Bilgisayar şirketleri yaptığım bilgisayarı sunduğumda bunu kullanamayız dediler. HP ye bu küçük makineyi 800 $ a yapın dedim, 5 kez reddettiler. Şirket kurmaya karar verdik, Jobs’la Apple Computer’ı kurduk. Apple daha önce plak şirketi idi, onu bilgisayar şirketi yaptık. 9 günde şirketin %90 ına sahip olduk. Jobs 50.000 $ lık sipariş almıştı, HP de yıllık maaşım 25.000 $ dı. Bilgisayar parçalarını krediyle aldık, mağazaya götürüp sattık. ABD de ünlü olmaya başladık, dergiler bunun gelecek olduğunu söylüyordu. Ve macera böyle başladı..

Jobs’un tekrar Apple’a dönmesiyle, olgunlaştığını gördüm, kendi şirketinde herşeyi daha iyi öğrenmişti. Sadık müşteri kitlesi yaratmak gerektiğini düşünüyordu. “ı” lar böyle ortaya çıktı, farklılaştırılmış ürünlerdi bunlar. Apple insanı iyi hissettirmeyi amaçladı hep.

Bir ara uçak kazası geçirdiğim dönemden sonra 10 yaşındaki çocuklara bilgisayarı nasıl kullanacaklarını öğrettim. Düşünmeyi öğretmenin önemli olduğunu keşfettim.

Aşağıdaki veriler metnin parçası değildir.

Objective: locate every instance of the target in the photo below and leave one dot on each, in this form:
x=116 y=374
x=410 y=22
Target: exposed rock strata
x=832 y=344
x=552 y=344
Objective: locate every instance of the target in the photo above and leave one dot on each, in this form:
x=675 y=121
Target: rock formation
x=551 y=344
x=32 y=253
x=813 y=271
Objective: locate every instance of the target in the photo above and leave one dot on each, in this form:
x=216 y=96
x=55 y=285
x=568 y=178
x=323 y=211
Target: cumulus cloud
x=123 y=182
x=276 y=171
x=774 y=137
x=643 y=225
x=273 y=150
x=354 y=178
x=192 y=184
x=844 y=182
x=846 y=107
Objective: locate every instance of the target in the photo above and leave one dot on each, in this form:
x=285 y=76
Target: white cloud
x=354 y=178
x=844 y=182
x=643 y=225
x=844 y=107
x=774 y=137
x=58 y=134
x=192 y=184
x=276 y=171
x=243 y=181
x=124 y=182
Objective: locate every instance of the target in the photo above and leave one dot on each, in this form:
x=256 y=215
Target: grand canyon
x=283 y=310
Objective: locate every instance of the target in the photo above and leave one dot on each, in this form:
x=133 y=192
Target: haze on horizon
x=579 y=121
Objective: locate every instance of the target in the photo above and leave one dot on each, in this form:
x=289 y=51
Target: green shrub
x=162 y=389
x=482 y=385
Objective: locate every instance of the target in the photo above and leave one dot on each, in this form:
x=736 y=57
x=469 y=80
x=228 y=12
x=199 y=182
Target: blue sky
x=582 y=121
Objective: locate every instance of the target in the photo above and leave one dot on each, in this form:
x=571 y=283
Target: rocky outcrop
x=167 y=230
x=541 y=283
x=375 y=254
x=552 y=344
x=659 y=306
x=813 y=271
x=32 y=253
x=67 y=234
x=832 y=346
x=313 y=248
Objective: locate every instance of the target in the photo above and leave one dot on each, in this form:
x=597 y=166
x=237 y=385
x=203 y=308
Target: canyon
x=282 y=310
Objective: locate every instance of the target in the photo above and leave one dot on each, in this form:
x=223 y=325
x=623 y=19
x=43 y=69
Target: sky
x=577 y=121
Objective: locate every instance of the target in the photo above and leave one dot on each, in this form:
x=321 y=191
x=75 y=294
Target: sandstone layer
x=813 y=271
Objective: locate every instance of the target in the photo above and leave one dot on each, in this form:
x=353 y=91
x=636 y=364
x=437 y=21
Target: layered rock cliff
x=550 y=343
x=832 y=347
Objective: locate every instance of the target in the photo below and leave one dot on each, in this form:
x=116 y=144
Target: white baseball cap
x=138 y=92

Onların düşünce sistemleri, tepkileri tasarımlarda bana yol gösterdi.

Şimdi şöyle sorular var;

Bilgisayar insan beyni gibi çalışabilir mi ? Düşünme öğretilebilir mi ?

Google’a girdiğinizde her soruya cevap bulabiliyorsunuz, peki insan gibi düşünecek bilgisayarlar yapabilir miyiz ?

Gelecekte insan gibi düşünebilen, bilinç sahibi, insanlardan daha hızlı bilgisayarlar ortaya çıkacak. Cihazlar artık kişilik sahibi olmuş durumda, nerede olduğumuzu biliyor, bizi duyuyor ve görüyor, dokunduğunuzda hissediyorlar.